Geräuscharmes Pflaster für die Innenstadt

Veröffentlicht am 11.07.2007 in Lokalpolitik

die Stadträte besichtigen das Pflaster

Die SPD Stadtratsfraktion besucht Fa. Ferstl und besichtigt das neue, geräuscharme Pflaster für die Innenstadt: Guter Kompromiss für historische Innenstadt und Wohnqualität!

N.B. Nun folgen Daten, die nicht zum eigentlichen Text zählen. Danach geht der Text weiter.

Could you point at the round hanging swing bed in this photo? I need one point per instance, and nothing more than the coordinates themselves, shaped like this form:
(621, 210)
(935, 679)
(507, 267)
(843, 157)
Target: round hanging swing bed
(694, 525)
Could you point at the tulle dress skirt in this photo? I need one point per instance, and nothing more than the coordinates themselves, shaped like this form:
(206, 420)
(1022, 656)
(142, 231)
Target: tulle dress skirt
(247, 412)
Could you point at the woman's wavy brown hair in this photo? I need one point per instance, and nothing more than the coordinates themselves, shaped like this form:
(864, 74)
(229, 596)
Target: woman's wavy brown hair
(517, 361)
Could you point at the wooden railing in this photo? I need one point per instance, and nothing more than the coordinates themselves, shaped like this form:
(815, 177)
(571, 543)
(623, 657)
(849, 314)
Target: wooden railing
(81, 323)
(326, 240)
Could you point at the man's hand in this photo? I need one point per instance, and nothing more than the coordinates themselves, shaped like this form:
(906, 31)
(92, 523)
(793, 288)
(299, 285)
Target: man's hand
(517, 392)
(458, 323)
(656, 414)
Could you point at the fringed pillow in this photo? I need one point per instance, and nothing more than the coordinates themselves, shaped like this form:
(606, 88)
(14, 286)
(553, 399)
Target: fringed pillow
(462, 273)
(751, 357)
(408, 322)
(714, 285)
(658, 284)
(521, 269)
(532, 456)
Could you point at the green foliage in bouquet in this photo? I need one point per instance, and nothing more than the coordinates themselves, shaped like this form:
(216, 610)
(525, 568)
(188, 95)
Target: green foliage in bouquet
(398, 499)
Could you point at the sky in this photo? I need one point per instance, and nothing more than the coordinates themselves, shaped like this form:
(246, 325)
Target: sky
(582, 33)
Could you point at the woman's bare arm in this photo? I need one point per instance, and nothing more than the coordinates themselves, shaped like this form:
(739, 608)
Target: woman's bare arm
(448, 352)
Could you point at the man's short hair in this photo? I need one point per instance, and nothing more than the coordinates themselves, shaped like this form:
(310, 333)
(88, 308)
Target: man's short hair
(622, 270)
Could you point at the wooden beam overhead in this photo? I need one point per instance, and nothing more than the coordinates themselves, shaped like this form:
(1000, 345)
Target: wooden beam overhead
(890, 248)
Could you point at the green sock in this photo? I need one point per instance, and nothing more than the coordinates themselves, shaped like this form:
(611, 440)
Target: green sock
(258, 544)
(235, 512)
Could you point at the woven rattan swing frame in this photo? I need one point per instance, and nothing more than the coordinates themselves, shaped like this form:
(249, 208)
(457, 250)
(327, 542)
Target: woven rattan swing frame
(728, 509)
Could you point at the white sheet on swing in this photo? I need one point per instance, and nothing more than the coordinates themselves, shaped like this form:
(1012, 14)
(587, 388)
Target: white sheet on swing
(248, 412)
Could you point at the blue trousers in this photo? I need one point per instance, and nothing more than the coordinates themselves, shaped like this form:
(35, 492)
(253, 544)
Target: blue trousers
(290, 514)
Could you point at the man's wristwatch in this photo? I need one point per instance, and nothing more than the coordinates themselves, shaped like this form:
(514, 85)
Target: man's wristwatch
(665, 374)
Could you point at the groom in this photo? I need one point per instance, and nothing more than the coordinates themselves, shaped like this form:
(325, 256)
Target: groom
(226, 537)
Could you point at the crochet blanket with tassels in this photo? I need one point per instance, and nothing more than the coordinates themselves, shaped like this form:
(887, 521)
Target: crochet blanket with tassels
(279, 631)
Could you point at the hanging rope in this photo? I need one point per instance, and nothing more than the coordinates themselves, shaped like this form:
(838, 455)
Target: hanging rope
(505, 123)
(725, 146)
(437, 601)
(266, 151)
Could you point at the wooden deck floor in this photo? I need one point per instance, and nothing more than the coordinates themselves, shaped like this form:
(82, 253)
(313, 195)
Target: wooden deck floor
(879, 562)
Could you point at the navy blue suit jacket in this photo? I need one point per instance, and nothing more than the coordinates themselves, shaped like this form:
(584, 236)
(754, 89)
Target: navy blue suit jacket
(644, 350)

Nachdem in der letzten Bauausschusssitzung der Vorschlag von Adolf Karg, SPD, einen eigenen Ortstermin zur Besichtigung des Pflasters für die Innenstadt leider keine Beachtung fand, trafen sich die 3 SPD Stadträte nun bei Fa. Karl Ferstl im Industriegebiet und besichtigten das neue „Castello“, das nun mit extra geringer Fugenbreite und scharfen Kanten als besonders leises Pflaster neu im Sortiment ist.
Ferstl erläuterte die Vorteile des Pflasters:“ Hier kann jeder Laie schon sehen, dass kaum noch ein Unterschied zu einer Asphaltierung ist“.
Er bezeichnete das als „guten Kompromiss“, extrem leise, und trotzdem noch der historischen Altstadt Rechnung tragend.
Die drei Stadträte konnten ihm nur zustimmen und Adolf Karg schlug vor, dass möglichst viele Anlieger und auch Stadträte sich vor der entscheidenden Sitzung am 24. Juli noch bei Fa. Ferstl ein Bild machen sollten. Er bat den Firmeninhaber, eine Beschilderung anzubringen, damit die Bürger den Vorschlag auch leicht finden.
„Eigentlich sollte der ganze Arbeitskreis Innenstadt noch mal vor Ort ein Treffen machen“, schlug Gerd Lindl vor.
Carolin Braun griff den Vorschlag eines Anliegers auf, der in der AK Sitzung gebeten hatte, auch die Fahrbahnbreite für einige Tage vor Ort zu „simulieren“ mit Fahrbahnbegrenzungen, damit alle Dietfurter wüssten, wie breit die Fahrbahn dann noch ist.
„Das ist doch machbar“, sagte Braun.
Man sollte den Leuten doch so weit wie möglich entgegen kommen.
Die SPD Stadträte hatten Verständnis für die Befürchtungen der Anlieger mit Wohnungen dort, dass durch ein Pflaster vor allem Nachts eine unzumutbare Lautstärke entstünde. „Da müssten halt dann die Raser in der Nacht durch Polizeikontrollen „gebremst“ werden.

Grundsätzlich aber waren die drei Stadträte sich einig, dass ein leises Pflaster, wie es nun vorliegt, für den Rathausplatz in Frage kommt: „Schließlich haben wir eine historische Innenstadt, und da sollten wir schon diesen Kompromiss eingehen“.